Why would I be denied a conventional loan? ›

Credit issues, changes in employment status and high debt-to-income ratios are three of the most common reasons for the rejection.

How often do conventional loans get denied? ›

Federal Housing Administration loans: 14.4% denial rate. Jumbo loans: 17.8% denial rate. Conventional conforming loans: 7.6% denial rate. Refinance loans: 24.7% denial rate.

Can I get a conventional loan without 20%? ›

Down payment: While 20 percent down is the standard, many fixed-rate conventional loans for a primary residence allow for a down payment as small as 3 percent or 5 percent. Private mortgage insurance (PMI): If you put down less than 20 percent, you'll have to pay PMI, an additional fee added to your payments.

What is the prediction for mortgage rates in 2024? ›

MBA: Rates Will Decline to 6.4% In its April Mortgage Finance Forecast, the Mortgage Bankers Association predicts that mortgage rates will fall from 6.8% in the first quarter of 2024 to 6.4% by the fourth quarter. The industry group expects rates will fall below the 6% threshold in the fourth quarter of 2025.

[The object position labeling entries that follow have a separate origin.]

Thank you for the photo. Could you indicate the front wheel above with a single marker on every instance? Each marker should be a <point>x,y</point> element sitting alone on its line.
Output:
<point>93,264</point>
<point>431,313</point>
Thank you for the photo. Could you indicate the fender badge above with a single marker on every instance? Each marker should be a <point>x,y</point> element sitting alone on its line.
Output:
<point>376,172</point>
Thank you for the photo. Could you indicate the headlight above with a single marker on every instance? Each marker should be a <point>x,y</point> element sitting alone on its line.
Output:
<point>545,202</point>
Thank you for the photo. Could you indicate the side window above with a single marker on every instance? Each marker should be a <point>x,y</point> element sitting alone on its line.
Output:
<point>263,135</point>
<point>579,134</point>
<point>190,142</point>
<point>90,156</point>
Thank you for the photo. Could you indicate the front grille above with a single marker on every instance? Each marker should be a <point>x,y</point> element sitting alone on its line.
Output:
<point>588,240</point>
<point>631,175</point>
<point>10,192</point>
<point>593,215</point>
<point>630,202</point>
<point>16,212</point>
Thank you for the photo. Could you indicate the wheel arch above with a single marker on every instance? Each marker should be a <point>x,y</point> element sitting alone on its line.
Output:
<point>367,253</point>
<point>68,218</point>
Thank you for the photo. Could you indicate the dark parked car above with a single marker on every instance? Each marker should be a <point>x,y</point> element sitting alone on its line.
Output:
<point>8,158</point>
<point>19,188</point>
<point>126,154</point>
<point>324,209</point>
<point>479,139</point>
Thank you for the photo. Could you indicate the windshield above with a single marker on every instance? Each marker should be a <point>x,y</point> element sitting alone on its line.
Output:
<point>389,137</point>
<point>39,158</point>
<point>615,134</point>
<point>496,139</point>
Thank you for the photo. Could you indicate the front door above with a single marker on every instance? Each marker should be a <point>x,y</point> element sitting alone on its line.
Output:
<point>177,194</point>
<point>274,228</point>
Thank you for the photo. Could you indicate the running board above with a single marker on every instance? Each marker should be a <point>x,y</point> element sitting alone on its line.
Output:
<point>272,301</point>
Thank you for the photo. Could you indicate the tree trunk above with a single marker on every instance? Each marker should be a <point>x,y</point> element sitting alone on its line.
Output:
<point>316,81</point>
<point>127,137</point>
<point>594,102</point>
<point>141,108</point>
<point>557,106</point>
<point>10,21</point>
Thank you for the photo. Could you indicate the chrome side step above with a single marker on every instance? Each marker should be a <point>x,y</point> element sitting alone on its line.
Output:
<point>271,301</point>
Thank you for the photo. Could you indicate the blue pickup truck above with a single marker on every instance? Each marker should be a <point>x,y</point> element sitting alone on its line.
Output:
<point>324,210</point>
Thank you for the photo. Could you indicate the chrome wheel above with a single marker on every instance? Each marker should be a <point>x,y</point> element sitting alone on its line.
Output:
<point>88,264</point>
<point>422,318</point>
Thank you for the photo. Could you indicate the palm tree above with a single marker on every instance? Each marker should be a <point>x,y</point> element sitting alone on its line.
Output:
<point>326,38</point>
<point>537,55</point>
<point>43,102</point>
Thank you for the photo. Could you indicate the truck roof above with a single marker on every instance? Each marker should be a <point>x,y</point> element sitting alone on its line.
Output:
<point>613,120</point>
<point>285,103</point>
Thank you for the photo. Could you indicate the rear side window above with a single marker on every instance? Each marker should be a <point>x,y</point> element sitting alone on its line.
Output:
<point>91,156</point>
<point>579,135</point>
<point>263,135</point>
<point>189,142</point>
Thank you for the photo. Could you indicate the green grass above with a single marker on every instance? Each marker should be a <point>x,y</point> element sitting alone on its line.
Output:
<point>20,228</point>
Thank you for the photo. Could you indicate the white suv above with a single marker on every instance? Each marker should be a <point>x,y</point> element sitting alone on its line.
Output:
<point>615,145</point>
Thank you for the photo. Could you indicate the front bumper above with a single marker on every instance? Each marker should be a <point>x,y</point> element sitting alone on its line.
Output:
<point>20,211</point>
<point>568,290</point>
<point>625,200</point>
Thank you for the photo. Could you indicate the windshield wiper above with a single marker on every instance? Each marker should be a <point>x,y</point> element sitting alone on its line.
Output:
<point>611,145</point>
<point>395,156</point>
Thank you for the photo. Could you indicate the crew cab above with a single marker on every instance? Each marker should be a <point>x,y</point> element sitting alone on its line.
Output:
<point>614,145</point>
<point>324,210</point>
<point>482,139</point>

Will my mortgage go up in 2024? ›

Mortgage rates can vary greatly depending on the type of loan, the lender, and the current market conditions. You'll likely see increases in mortgage payments in 2024 – whether you're refinancing to a new deal or defaulting to your bank's standard variable rate (SVR) - because interest rates have gone up.

Can I get a conventional loan with a 580 credit score? ›

You can get a mortgage with a credit score as low as 620, 580 or even 500, depending on the type of loan. Some mortgage lenders offer bad credit loans with more flexible qualifying requirements but higher costs. Others offer free credit counseling to help you improve your score before applying for a loan.

Can I get a conventional loan with 600 credit score? ›

Yes, you can buy a house with a 600 credit score — but it would be less challenging if your score were higher. A 600 score will not be high enough to qualify for a conventional home loan, so look into FHA loans, which have lower requirements: 500 with a 10 percent down payment, and 580 with a 3.5 percent down payment.

Top Articles
Latest Posts
Article information

Author: Roderick King

Last Updated:

Views: 5617

Rating: 4 / 5 (51 voted)

Reviews: 82% of readers found this page helpful

Author information

Name: Roderick King

Birthday: 1997-10-09

Address: 3782 Madge Knoll, East Dudley, MA 63913

Phone: +2521695290067

Job: Customer Sales Coordinator

Hobby: Gunsmithing, Embroidery, Parkour, Kitesurfing, Rock climbing, Sand art, Beekeeping

Introduction: My name is Roderick King, I am a cute, splendid, excited, perfect, gentle, funny, vivacious person who loves writing and wants to share my knowledge and understanding with you.